One of the authors of the IPCC guidelines, Gregg Marland, an adjunct research professor at North Carolina’s Appalachian State University, told AAP FactCheck via email that the heat produced by coal increased with its carbon content, which in turn increased carbon dioxide (CO2) emissions.

This meant that while higher-grade coals produced more energy, they also produced more emissions relative to their weight due to their higher carbon content.

“If we measure CO2 emissions (against) units of (energy), then all coals are indeed pretty closely the same,” he said.

Dr Marland referred to a 2006 report he co-authored for the then-US Climate Change Science Program which said the carbon content of coal was directly linked to its heat output (figure 2, page II-14).

A 2016 US Environmental Protection Agency guidance document gave similar figures to the IPCC guidelines, with bituminous coal producing 93.28kg of carbon dioxide per energy unit, compared to 97.17kg for sub-bituminous coal – a difference of 4.2 per cent (table A-3, page 19).

AAP FactCheck found few sources directly comparing the emissions from various grades of coal, however one 1994 article from the US Energy Information Administration compared the CO2 emission factors – the amount of the gas produced for the same energy output – for different coal samples from across the country.

It found the difference in carbon emissions between the lowest-emission bituminous coal and the highest-emission lignite nationwide was only 9.6 per cent (table FE4).

Meanwhile, a 2015 report on the quality and environmental impact of Australian coal by the US-based Institute for Energy Economics and Financial Analysis (IEEFA) showed Australia’s export thermal coal had the same or lower energy content than Russian and South African coal but higher energy than Indonesian and Indian coal, based on 2014 figures from energy consultancy Wood Mackenzie (page 2).

Report author Tim Buckley, the director of Australia/South Asia energy finance studies at IEEFA, said the prime minister’s claim that other countries’ thermal coal produced 50 per cent more emissions was “nonsense”.
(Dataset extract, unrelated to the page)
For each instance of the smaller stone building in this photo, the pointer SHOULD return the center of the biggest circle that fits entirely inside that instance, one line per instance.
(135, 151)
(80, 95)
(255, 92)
Mr Buckley said the development of modern, efficient coal power plants also meant the quality of the coal had less of an impact on emissions than in older plants, adding that a ban on Australian coal exports to China would make no difference to global emissions.

“If our coal isn’t burned in China, then someone else will burn our coal. The idea that (a ban) will increase emissions is nonsense.”

A 2013 Congressional Research Service report noted CO2 emissions from coal-fired plants could be reduced by burning higher grades of coal, however it also noted a strong link between the type and efficiency of coal plants and emissions.

University of Adelaide associate professor Liam Wagner, who researches energy markets, agreed that in general, emissions produced from burning other countries’ thermal coal would not be 50 per cent higher than emissions from Australian coal.

“Australian black steaming coal is just as dirty as high-quality black steaming coal from anywhere else, and by quality I mean energy per tonne of coal,” Dr Wagner said.

“But to say in general Australia’s coal is better or worse than coal in China is, again, a nonsense.”

The Verdict

AAP FactCheck found Mr Morrison’s statement that coal from other countries produced 50 per cent higher emissions than Australian coal to be false.

While carbon dioxide emissions from burning thermal coal are linked to its energy content, this relationship is not linear and the replacement of Australian coal with lower-grade coal from another country would have only a small impact on emissions, based on the available data.

Several countries also export coal of primarily the same or higher energy content than Australia, meaning an export ban from China would not necessarily lead to the local commodity being replaced with a lower-grade product.

False – The checkable claim is false.

* Editor’s note: AAP FactCheck has expanded its ability to fact-check environmental issues with the support of the Australian Conservation Foundation. AAP FactCheck retains full editorial independence in this project and continues to apply the rigorous standards required for accredited members of the International Fact-Checking Network.